Louvre Museum - Department of Tribal and Aboriginal Arts
Client : Etablissement public du Grand Louvre
Architect : Wilmotte & Associés SA
Engineer : Inex, Cofer
Construction cost consultant : Marc Vareille
Acoustical consultants : Xu Acoustique
Area : 1,400 m²
Fit-out and exhibition design in the “Pavillon des Sessions” building housing the Museum of Tribal and Aboriginal Arts.
In 1996, President Chirac announced the creation of a Museum of Tribal and Aboriginal Arts that would bring together the collections of the National Museum of the Arts of Africa and Oceania, and those of the ethnology laboratory of the National Museum of Natural History.
In April 2000, the arts of Africa, Asia, Oceania, and the Americas entered the Louvre Museum. The Pavillon des Sessions, located between the Flore and Denon wings in the southern part of the Palais du Louvre, houses close to 120 selected sculptures.

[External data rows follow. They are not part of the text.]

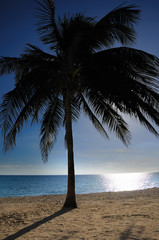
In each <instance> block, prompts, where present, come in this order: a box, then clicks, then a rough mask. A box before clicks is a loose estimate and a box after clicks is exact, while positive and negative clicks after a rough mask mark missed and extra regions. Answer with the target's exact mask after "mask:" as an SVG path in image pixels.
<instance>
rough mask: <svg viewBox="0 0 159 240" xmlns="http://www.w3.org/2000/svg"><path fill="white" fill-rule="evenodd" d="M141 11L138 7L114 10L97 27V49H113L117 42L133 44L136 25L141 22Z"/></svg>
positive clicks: (132, 7) (115, 8)
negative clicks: (110, 48)
mask: <svg viewBox="0 0 159 240" xmlns="http://www.w3.org/2000/svg"><path fill="white" fill-rule="evenodd" d="M139 15H140V10H138V9H137V8H136V5H129V6H123V5H120V6H119V7H117V8H115V9H114V10H112V11H111V12H110V13H108V14H107V15H106V16H104V17H103V18H102V19H101V20H99V21H98V22H97V23H96V25H95V29H94V30H95V32H94V39H95V40H96V41H97V43H98V45H97V49H101V48H102V47H103V46H105V47H111V46H112V45H113V44H114V43H115V41H118V42H120V43H121V44H123V45H127V44H132V43H134V41H135V39H136V32H135V30H134V24H135V23H136V22H137V21H138V20H139Z"/></svg>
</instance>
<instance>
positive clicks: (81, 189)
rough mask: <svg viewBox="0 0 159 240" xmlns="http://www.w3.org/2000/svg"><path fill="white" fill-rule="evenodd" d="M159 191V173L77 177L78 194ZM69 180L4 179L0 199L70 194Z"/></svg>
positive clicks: (81, 176)
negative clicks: (158, 187) (45, 195)
mask: <svg viewBox="0 0 159 240" xmlns="http://www.w3.org/2000/svg"><path fill="white" fill-rule="evenodd" d="M154 187H159V173H123V174H108V175H77V176H76V193H77V194H79V193H82V194H85V193H96V192H116V191H130V190H140V189H147V188H154ZM66 191H67V176H64V175H58V176H55V175H54V176H48V175H47V176H43V175H42V176H19V175H18V176H11V175H10V176H8V175H7V176H6V175H5V176H3V175H1V176H0V197H15V196H40V195H51V194H55V195H56V194H66Z"/></svg>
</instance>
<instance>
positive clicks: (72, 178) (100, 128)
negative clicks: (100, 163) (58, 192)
mask: <svg viewBox="0 0 159 240" xmlns="http://www.w3.org/2000/svg"><path fill="white" fill-rule="evenodd" d="M35 2H36V3H37V18H38V22H37V31H38V33H39V35H40V39H41V41H42V42H43V43H44V44H47V45H49V48H50V52H51V53H45V52H44V51H42V50H41V49H39V48H38V47H36V46H33V45H31V44H28V46H27V48H26V49H25V52H24V53H23V54H21V56H20V57H19V58H10V57H2V58H1V59H0V73H1V75H3V74H6V73H11V72H14V73H15V88H14V89H13V90H12V91H10V92H8V93H7V94H5V95H4V99H3V103H2V104H1V106H0V109H1V112H0V121H1V126H2V133H3V136H4V150H5V151H7V150H8V149H9V148H10V147H13V146H14V145H15V142H16V134H17V133H18V132H19V131H20V130H21V129H22V127H23V124H24V123H25V122H26V121H28V120H31V121H32V122H34V121H40V122H41V132H40V136H41V140H40V149H41V153H42V158H43V160H44V161H47V159H48V153H49V151H50V150H51V149H52V147H53V145H54V143H55V141H56V137H57V133H58V130H59V128H60V127H61V126H62V125H64V126H65V130H66V137H65V138H66V146H67V149H68V193H67V199H66V202H65V206H71V207H75V206H76V201H75V185H74V157H73V138H72V121H74V120H77V119H78V118H79V115H80V112H81V111H83V112H84V113H85V114H86V115H87V116H88V117H89V118H90V120H91V121H92V123H93V125H94V126H95V128H97V130H99V132H100V133H101V134H102V135H104V136H105V137H106V138H108V133H107V132H106V130H105V128H104V126H105V125H106V126H108V128H109V129H110V131H112V132H114V133H115V134H116V135H117V137H118V138H120V139H121V140H122V141H123V143H124V144H126V145H127V144H129V142H130V137H131V136H130V132H129V130H128V126H127V123H126V122H125V120H124V118H123V117H122V113H124V114H129V115H130V116H133V117H135V118H136V119H138V120H139V121H140V123H141V124H143V125H144V126H145V127H146V128H147V129H148V130H149V131H151V132H152V133H153V134H155V135H156V136H158V135H159V134H158V132H157V131H156V129H155V128H154V126H153V125H152V124H151V122H150V120H151V121H152V122H154V123H155V124H156V125H157V126H159V94H158V87H159V82H158V77H159V74H158V66H159V60H158V58H157V57H155V56H153V55H151V54H148V53H146V52H144V51H141V50H137V49H134V48H130V47H119V48H112V46H113V45H114V43H115V42H116V41H117V42H119V43H121V44H122V45H130V44H132V43H134V41H135V30H134V23H136V21H137V20H138V19H139V14H140V11H139V10H138V9H137V8H136V6H135V5H129V6H124V5H121V6H119V7H117V8H116V9H114V10H113V11H111V12H110V13H108V14H107V15H105V16H104V17H103V18H102V19H100V20H99V21H96V19H95V18H90V17H86V16H85V15H84V14H82V13H77V14H75V15H64V16H63V18H61V17H58V18H57V19H55V7H54V2H53V1H52V0H42V1H37V0H36V1H35Z"/></svg>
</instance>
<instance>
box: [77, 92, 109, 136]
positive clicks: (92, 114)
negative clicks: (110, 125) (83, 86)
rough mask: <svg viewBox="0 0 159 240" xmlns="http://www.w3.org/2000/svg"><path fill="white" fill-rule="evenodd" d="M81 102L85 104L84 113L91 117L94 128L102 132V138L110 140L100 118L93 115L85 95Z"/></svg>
mask: <svg viewBox="0 0 159 240" xmlns="http://www.w3.org/2000/svg"><path fill="white" fill-rule="evenodd" d="M81 101H82V104H83V111H84V113H85V114H86V115H87V116H88V117H89V119H90V120H91V122H92V124H93V125H94V127H95V128H96V129H97V130H98V131H99V132H100V134H101V135H102V136H104V137H106V138H108V139H109V136H108V134H107V132H106V131H105V129H104V127H103V126H102V124H101V123H100V121H99V120H98V118H97V117H96V116H95V115H94V114H93V112H92V110H91V109H90V107H89V105H88V104H87V101H86V100H85V98H84V96H83V95H81Z"/></svg>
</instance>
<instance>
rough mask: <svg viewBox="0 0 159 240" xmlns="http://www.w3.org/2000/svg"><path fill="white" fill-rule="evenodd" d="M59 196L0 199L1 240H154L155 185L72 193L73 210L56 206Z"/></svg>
mask: <svg viewBox="0 0 159 240" xmlns="http://www.w3.org/2000/svg"><path fill="white" fill-rule="evenodd" d="M64 200H65V196H64V195H50V196H40V197H14V198H13V197H11V198H0V239H17V238H18V240H19V239H28V240H32V239H34V240H35V239H36V240H40V239H42V240H45V239H49V240H54V239H55V240H59V239H61V240H66V239H72V240H73V239H81V240H87V239H90V240H92V239H96V240H101V239H102V240H110V239H111V240H124V239H125V240H128V239H135V240H138V239H142V240H159V189H157V188H154V189H148V190H143V191H130V192H117V193H97V194H83V195H77V202H78V208H77V209H74V210H69V211H64V210H60V209H61V207H62V205H63V203H64Z"/></svg>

By entering into the architectural coherence of the Louvre, Wilmotte & Associés SA opted for a restrained approach. The project's first challenge was to give life back to the space, to adapt it to the works, whilst respecting the historical dimension of the building.
Distribution of the works by geographical area naturally arranged itself. In these simplified, open spaces, the transition from one area to another is marked by natural variations in the spatial volumes. This lack of partitioning gives the space a fluidity, and its very geometry encourages a progressive course. A pared-down harmony of materials (bronze, stone, and glass) contributes to the unity, purity, and clarity of the site.
Silver-bronze mesh screens are fitted in front of the massive windows that punctuate the space. The natural daylight, filtered through these screens, bathes the ensemble and creates a soothing atmosphere. It is occasionally enhanced with an artificial light that highlights the architecture. The minimalist glazed volumes and pure lines of bronze podiums make for airy exhibition spaces, with certain sculptures protected by simple blades of suspended glass. Highlighted by means of a mobile system that allows low-voltage halogen lighting to be installed throughout the space, the works are presented to visitors in all their grandeur.
Close to the artwork presentation space, a multimedia, so-called ‘interpretive’, space equipped with a dozen interactive screens provides information on the history of the objects in an entertaining manner.